« Moi aussi, mon mari me battait. » Patricia, 51 ans, est venue rendre hommage à Sylvia Auchter, victime du 131e féminicide en France depuis le début de l’année 2019. Mais Patricia veut aussi témoigner de son calvaire : « J’ai déposé plusieurs plaintes qui sont restées sans effet. Il me menaçait de mort et m’a même suivi jusqu’au travail. J’ai dû partir vivre 6 mois chez mes parents… » À Oberhoffen-sur-Moder, dans une marche blanche teintée de rose, la couleur préférée de Sylvia, la parole des victimes de violences conjugales s’est libérée.
« J’espère qu’ils vont fouiller à la gendarmerie de Bischwiller »
« On est déjà passé à côté d’un féminicide chez nous. » Dans la rue où Sylvia Auchter est morte poignardée, Manon (le prénom a été modifié) raconte les violences conjugales subies par sa mère. Elle a déjà passé 4 heures à la gendarmerie de Bischwiller sans pouvoir porter plainte. « À 18 heures, un gendarme a fini par me dire qu’il allait fermer, raconte Julie, j’espère que les enquêteurs vont fouiller dans les dossiers de la gendarmerie de Bischwiller (l’inspection générale de la gendarmerie nationale a été saisie, ndlr). »

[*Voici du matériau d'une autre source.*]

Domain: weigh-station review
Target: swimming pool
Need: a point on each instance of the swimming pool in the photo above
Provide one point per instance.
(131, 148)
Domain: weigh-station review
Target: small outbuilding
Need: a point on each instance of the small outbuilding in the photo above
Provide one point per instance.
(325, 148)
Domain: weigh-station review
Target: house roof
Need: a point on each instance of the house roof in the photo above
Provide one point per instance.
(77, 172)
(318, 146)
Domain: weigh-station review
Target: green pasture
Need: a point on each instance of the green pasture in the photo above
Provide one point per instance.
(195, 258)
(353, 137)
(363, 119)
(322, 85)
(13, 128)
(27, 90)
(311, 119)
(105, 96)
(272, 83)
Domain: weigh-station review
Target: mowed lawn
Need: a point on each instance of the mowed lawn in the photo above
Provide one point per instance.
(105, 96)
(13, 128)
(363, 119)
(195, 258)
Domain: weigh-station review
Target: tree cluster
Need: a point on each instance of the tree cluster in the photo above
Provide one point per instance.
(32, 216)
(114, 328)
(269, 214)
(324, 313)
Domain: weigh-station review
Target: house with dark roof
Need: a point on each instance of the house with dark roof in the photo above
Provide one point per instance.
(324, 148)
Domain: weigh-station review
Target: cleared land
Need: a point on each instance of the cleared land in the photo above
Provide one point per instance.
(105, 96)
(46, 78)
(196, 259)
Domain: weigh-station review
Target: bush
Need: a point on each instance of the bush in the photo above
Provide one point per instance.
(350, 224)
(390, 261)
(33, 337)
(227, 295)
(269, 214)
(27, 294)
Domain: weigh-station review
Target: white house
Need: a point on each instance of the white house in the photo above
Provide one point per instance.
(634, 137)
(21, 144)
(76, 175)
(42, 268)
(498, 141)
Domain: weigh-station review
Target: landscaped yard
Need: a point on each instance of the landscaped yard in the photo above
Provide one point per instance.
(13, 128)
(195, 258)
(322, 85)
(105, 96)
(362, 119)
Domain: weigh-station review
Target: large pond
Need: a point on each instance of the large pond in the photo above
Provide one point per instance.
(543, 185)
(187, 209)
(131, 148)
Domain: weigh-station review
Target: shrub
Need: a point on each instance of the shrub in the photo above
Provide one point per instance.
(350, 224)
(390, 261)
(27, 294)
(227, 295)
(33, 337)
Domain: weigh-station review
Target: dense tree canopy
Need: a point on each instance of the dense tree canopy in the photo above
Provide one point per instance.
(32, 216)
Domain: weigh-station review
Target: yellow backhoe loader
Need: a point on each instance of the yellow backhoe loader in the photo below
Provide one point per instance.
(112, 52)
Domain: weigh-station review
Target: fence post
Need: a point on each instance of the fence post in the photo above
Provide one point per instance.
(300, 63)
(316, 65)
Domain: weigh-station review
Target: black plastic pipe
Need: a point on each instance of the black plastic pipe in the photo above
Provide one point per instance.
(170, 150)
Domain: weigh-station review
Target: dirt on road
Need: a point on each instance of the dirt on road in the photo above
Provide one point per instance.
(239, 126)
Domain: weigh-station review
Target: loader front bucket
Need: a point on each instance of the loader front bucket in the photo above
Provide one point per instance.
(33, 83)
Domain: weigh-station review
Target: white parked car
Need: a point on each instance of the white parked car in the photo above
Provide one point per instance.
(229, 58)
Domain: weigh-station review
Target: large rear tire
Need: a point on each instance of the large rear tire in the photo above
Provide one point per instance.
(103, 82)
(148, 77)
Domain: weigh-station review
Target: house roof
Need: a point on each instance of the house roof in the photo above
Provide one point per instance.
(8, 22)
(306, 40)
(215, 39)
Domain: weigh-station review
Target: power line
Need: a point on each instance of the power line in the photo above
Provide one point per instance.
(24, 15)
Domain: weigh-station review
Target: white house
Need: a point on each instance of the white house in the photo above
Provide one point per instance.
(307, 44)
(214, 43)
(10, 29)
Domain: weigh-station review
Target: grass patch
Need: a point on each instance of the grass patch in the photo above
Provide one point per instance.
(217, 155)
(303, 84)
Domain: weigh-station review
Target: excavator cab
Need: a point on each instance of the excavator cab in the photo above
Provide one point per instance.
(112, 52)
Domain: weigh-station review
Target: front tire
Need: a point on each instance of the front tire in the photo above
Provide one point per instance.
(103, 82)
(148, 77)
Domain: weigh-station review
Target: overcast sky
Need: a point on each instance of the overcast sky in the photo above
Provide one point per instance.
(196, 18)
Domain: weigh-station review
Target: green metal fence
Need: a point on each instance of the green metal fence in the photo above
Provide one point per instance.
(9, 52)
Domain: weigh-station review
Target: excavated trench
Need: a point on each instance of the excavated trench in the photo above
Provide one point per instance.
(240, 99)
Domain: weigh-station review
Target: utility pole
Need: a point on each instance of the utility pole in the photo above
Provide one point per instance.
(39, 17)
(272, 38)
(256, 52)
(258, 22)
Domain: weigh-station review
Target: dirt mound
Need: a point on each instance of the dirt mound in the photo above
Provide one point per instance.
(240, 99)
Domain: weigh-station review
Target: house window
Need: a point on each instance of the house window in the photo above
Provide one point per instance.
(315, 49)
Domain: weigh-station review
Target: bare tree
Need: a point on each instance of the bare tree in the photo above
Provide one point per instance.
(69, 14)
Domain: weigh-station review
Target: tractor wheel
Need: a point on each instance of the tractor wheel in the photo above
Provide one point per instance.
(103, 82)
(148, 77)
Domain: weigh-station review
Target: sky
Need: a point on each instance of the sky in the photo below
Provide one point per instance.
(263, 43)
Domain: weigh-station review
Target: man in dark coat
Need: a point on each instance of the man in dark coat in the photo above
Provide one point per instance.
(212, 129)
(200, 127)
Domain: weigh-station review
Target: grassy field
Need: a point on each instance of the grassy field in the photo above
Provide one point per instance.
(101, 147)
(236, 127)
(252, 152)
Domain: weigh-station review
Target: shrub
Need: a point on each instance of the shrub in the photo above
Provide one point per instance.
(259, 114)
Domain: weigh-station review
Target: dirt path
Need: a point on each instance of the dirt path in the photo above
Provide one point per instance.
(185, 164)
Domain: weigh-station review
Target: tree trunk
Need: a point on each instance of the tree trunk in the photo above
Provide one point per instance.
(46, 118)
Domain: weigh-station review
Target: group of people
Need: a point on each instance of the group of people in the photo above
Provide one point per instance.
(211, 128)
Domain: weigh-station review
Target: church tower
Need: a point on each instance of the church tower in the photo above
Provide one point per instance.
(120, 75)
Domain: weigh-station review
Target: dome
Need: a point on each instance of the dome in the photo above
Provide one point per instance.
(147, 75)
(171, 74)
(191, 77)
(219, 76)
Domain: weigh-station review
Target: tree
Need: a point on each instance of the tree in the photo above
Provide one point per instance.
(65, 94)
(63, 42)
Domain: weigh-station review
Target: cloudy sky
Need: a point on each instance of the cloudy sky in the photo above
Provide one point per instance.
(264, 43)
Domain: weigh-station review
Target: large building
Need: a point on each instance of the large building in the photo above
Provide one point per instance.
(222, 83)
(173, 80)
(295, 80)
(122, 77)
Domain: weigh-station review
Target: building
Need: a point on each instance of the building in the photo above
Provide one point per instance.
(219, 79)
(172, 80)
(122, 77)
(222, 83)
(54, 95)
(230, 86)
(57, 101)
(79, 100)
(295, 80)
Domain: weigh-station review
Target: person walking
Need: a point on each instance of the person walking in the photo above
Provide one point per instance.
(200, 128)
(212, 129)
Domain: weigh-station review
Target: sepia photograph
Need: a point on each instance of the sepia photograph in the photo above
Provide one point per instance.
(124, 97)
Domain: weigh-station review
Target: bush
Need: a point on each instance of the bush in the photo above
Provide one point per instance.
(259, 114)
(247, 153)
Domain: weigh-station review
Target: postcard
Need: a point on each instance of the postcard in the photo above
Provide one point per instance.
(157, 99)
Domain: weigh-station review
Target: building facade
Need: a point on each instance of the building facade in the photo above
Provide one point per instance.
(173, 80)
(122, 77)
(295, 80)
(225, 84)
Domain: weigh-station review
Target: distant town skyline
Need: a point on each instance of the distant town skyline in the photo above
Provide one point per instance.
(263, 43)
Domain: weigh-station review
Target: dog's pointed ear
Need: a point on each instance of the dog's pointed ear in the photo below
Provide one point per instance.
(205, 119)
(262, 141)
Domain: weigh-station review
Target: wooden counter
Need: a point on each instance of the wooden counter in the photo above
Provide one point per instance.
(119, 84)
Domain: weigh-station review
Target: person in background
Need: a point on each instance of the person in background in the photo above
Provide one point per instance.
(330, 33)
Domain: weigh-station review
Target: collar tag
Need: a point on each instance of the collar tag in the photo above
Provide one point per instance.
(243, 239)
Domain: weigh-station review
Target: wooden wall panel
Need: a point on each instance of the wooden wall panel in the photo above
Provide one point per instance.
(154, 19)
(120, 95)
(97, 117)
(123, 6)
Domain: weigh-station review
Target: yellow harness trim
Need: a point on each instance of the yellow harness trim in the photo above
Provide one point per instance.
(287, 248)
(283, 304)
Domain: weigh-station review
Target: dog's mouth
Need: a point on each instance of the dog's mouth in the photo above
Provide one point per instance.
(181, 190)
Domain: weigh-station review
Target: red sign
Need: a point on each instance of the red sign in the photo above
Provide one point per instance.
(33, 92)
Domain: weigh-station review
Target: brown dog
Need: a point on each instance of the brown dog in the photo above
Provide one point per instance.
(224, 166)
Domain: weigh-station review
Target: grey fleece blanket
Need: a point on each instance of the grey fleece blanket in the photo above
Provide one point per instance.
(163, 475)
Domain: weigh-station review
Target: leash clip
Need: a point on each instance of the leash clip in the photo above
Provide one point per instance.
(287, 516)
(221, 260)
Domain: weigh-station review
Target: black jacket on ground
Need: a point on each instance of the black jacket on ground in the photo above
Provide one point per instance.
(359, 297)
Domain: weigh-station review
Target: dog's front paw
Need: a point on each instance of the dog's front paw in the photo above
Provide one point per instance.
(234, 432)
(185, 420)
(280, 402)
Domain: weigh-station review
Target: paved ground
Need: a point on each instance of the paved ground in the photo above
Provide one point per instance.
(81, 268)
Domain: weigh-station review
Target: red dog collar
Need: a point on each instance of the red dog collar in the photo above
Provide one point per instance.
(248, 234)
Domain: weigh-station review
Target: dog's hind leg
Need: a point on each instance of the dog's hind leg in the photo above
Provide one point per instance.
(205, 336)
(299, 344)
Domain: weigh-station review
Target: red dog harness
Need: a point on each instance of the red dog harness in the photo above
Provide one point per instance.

Aujourd’hui, Julie ne vit plus avec son mari violent. Malgré le divorce, « on vit encore dans la peur. Il peut toujours nous retrouver », craint Manon, un dossard rose sur le dos. Ce témoignage fait réagir une jeune femme juste à côté. Cette mère célibataire de 24 ans a peur depuis que son ex-compagnon est sorti de prison : « Il continue de me menacer… »
Manque de moyens dans la formation et l’accompagnement
Coprésidente de l’association Osez le féminisme 67, Barbara Rimlinger dénonce un manque de moyens « dans la formation des forces de l’ordre à l’accueil des victimes de violences conjugales. » La militante féministe demande aussi des financements supplémentaires pour l’hébergement et la protection des femmes battues.
Une vie pour les autres
Jacqueline, 58 ans, a tenu à venir soutenir la fille de Sylvia Auchter : « Stella a toujours été là pour nous lorsque ma fille a eu un cancer. » De même, Sylvia Auchter a travaillé toute sa vie pour les autres. Ces quinze dernières années, elle nettoyait les chambres et préparait les repas de personnes âgées ou handicapées à l’hôpital de Bischwiller.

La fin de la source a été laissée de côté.